Liga Nacional

Falleció Carey Scurry, el “Jordan Borracho” de la Liga Nacional

20:48 19/05/2026 | A los 63 años falleció quien pasara por la NBA, y brillara en los 90 en Argentina, además de dejar un tendal de historias fuera del campo.

Scurry dejó su marca donde jugó, tanto dentro como fuera del campo

La Liga Nacional de la década de los 90 tuvo a enormes extranjeros, muchos de ellos con gran talento y con pasos por la NBA. Y uno de ellos nos dejó a los 63 años, Carey Scurry.

Scurry, alero de 2.01 y con grandes tareas en la NCAA, fue elegido en la posición 37 de la segunda ronda del draft de 1985 por Utah. En el equipo que ya tenía a dos jóvenes John Stockton y Karl Malone, aunque no logró encajar por sus incipientes problemas con el alcohol en una franquicia que se ubica en un estado mormón, con poca vida nocturna. Tras dos temporadas y media irregulares, le tocó una media temporada final en la NBA en los Knicks, y entonces su paso siguiente fue Europa, tras 188 partidos en la élite. 

En la época de dominio de GEPU, más específicamente en la 91/92, Scurry llegó al equipo que había sido campeón en la temporada anterior. Y el estadounidense arribó para reemplazar como anotador a Charles Parker. Con una enorme capacidad atlética, deslumbró a todos en San Luis con 27.4 puntos y 7.4 rebotes, llevando a su equipo de nuevo a la final. Ante Atenas no pudo levantar el título, pero dejó partidos de 47 y 45 puntos.

Pero con sus antecedentes en Estados Unidos, Scurry también dejó momentos fuera de la cancha. Las historias sobre sus escapadas nocturnas se convirtieron en leyendas. Unas semanas después de su llegada, ya se lo veía frecuentando los bares locales, donde se convirtió en un habitual, dejando de lado sus responsabilidades en el equipo. Pero era su talento en la cancha lo que mantenía a sus compañeros al borde del asombro.

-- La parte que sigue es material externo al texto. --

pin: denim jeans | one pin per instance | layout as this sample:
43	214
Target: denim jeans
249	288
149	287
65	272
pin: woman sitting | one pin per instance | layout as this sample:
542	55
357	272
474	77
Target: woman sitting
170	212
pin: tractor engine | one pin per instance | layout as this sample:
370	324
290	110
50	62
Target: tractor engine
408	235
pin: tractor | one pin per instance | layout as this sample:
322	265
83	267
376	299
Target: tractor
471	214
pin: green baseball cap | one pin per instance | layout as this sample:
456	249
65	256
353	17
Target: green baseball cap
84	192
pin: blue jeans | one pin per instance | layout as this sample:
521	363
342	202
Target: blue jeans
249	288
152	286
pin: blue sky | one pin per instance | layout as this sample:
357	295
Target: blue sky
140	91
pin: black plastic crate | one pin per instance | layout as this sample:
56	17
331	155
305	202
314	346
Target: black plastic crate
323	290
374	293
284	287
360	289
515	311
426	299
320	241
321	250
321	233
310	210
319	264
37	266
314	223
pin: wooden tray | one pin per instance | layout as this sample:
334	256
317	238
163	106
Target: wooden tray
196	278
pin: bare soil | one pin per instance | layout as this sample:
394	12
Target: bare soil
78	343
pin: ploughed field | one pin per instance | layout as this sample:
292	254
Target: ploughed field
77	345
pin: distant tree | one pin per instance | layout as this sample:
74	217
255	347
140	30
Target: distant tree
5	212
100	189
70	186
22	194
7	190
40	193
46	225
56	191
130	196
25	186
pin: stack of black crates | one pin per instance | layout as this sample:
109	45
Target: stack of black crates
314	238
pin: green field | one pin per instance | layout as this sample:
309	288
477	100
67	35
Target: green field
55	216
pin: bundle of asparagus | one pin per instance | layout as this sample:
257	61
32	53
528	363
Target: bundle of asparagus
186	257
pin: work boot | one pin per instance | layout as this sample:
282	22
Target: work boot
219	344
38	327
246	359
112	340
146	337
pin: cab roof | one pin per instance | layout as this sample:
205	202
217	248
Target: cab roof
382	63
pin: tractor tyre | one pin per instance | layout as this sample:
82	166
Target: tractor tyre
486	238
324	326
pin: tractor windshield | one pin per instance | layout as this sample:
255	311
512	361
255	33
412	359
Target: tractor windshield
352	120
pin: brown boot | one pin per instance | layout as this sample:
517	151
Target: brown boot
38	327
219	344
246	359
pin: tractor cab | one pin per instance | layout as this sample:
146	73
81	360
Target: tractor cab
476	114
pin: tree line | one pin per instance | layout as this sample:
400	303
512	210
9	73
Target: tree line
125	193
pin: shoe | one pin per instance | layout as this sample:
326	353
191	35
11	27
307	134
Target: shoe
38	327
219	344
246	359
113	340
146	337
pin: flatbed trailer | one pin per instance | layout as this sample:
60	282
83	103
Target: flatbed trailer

Para 1993 volvió a Argentina para jugar en Regatas de Mendoza en el viejo Torneo Nacional de Ascenso. Con su enorme talento maravilló nuevamente, pero su estilo de vida no había cambiado, con relatos de haber sido capaz de tomarse 24 cervezas en una misma noche y al día siguiente brillar en los partidos.

Una anécdota memorable ocurrió después de un partido en General Pico. El equipo tuvo una cena y, mientras todos se preparaban para el regreso, Carey decidió que una última parada en un bar era más atractiva.

No apareció a tiempo, y tuvo que tomar otro colectivo para regresar a Mendoza. "Se le calentó el pico", comentaban los compañeros entre risas, aludiendo a su famosa afición por la cerveza. su relación con el técnico José Podskoc fue permisiva, al punto de permitirle beber cerveza antes de los entrenamientos. Era común verlo en las tribunas, abriendo latas, mientras sus compañeros realizaban ejercicios. La relación con el club en sí fue buena, ya que incluso pagaron una deuda reclamada por un almacenero. “Yo siempre vengo acá y pago. Sólo le pedí dos días que esperara hasta que cobrara. Yo cumplo mi palabra”, fue lo que explicó el molesto Carey.

En 1995, Scurry se unió a Ferro, un equipo joven con talento (Gabriel Fernández, Luis Scola, Cristian Aragona, Martín Budding) que necesitaba un líder. Su presencia fue significativa, pero también problemática. El verdolaga fue su última parada en la Argentina, dejando una firma bien estampada de su estilo. En un partido por la 18º jornada, el árbitro Daniel Godachevich le pitó una técnica, Scurry se enojó y le pegó una patada en el culo, que generó su expulsión y el fin de su año en Ferro. Curiosamente, no fue la primera vez que el extranjero jugaba con los pies, ya que había tenido una expulsión con tintes karatecas en su paso por Grecia, ambas descalificantes.

Latinoamérica estuvo a sus pies, jugó en Brasil y también en Chile, donde fue campeón e ídolo por Colo Colo. Tras sus buenos momentos, volvió a su punto de partida en los Estados Unidos, donde dejó el plano terrenal a los 63 años.